30 - Plusy i minusy ciężkich treningów

433 45 15
                                    

Maraton 6/7

Najgorszą częścią programu według Wooyounga był fakt, że wszystko jest nagrywane. Każda próba, każda chwila, w której mieli dość treningów i momentami wręcz byli bliscy łez, gdy mięśnie bolały ich od ciągłych ćwiczeń. Mimo to wciąż trenowali i udoskonalali swoje choreografie.

- Wszystko ok? - spytał Minho, gdy po treningu wychodzili z sali. Wooyoung tylko przytaknął, mimo że nie była to prawda.

Układ, na który się zdecydowali był bardzo wymagający. Momentami Jung miał wrażenie, że sobie z nim nie poradzi. Właśnie dlatego nie raz nawet i upadał, przez co miał pełno siniaków. Nie był jedyny, każdy w zespole się z tym mierzył. Nie wiedział czy tak samo jak on, ukrywają swoje samopoczucie, czy po prostu nie wymaga to od nich tyle wysiłku, ile od niego.

Po dzisiejszym treningu nie tylko czuł jakby jego mięśnie zwiędły, ale też czuł nieprzyjemny ból w okolicy bioder. Wiedział, że to przez dużą ilość treningów, więc postanowił po prostu wrócić do domu i odpocząć. Niestety jego znajomi mieli dla niego inne plany.

- To jak? Wyjdziemy gdzieś na pizzę, czy coś? - zaproponował Jihoon - Albo możemy iść do mnie i zamówić. W sumie to bez różnicy.

- Nie mam siły nigdzie się włóczyć, chodźmy do ciebie - odparł Hyunjin.

- Hyungu, idziesz z nami? - Minho zwrócił się do różowowłosego.

- Jeśli innym to nie przeszkadza, to chętnie.

- Luzik, przecież cię nie wyrzucimy - powiedział Hwanwoong. Wszyscy ruszyli w stronę mieszkania Jihoona, które było niedaleko. Z tyłu całej grupy szedł Woo, któremu nie uśmiechało się spędzanie dziś czasu z przyjaciółmi. Niestety nie potrafił im odmówić.

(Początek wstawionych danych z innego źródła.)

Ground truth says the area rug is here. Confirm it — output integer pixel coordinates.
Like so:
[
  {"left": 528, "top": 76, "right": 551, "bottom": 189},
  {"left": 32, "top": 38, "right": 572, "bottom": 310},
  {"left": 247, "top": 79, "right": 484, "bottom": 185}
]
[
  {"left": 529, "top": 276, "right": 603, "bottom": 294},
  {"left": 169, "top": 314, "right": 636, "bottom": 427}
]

- Woo, wszystko w porządku? - spytał Minho, podchodząc bliżej przyjaciela. Jung nie dawał po sobie poznać, że cokolwiek go boli, ale był zdecydowanie za cichy.

- Tak - pokiwał głową, wymuszając uśmiech. Nie widział przeszkód w spędzeniu czasu z przyjaciółmi, jeśli nie będą nigdzie chodzić, a jedynie siedzieć przed telewizorem, zajadając się pizzą.

- Jeśli nie masz ochoty, możemy wrócić. Do niczego cię nie zmuszam.

- Wszystko okej.

Minho choć nie do końca przekonany, pokiwał głową, idąc teraz równo z przyjacielem. Nie był aż tak głupi, by nie zauważyć, że jednak coś jest nie tak. Wolał jednak, by Jung sam mu to powiedział. Dotarli więc do domu Parka, słuchając jego ciągłego gadania. Zawsze miał dużo do powiedzenia i nie mieli mu tego za złe. Przynajmniej nie było niezręcznie.

- To siadajcie i coś wybierzcie, a ja zadzwonię do pizzerii - stwierdził Jihoon.

Wooyoung poniekąd odczuł ulgę, gdy mógł w końcu usiąść, ale nie sprawiło to, że czuł się mniej zmęczony. Jedyne o czym teraz marzył to ciepłe łóżko i sen. Uznał jednak, że zrobi przykrość swoim przyjaciołom, gdy będzie wolał iść spać, zamiast się z nimi spotkać. Zawsze najpierw myślał o innych, a potem o sobie. Momentami Minho uważał to za irytujące, bo niekiedy (podobnie jak teraz) odbijało się to na jego samopoczuciu, a czasem nawet zdrowiu.

- A tak w ogóle to jak wam idzie? - spytał Hyunjin - Słyszałem, że we trójkę jesteście w tej samej drużynie.

- Tak. Idzie nam całkiem gładko. Układ jest prawie skończony, ale dość wymagający. Wszyscy mamy pełno siniaków. Zwłaszcza Hyungu - powiedział Lee.

- Aż tak źle?

- Wiesz, jakby to ująć. Fajnie się nim rzuca - zaśmiał się Minho.

- Okej rozumiem - reszta również zaczęła się śmiać. Wooyoung także.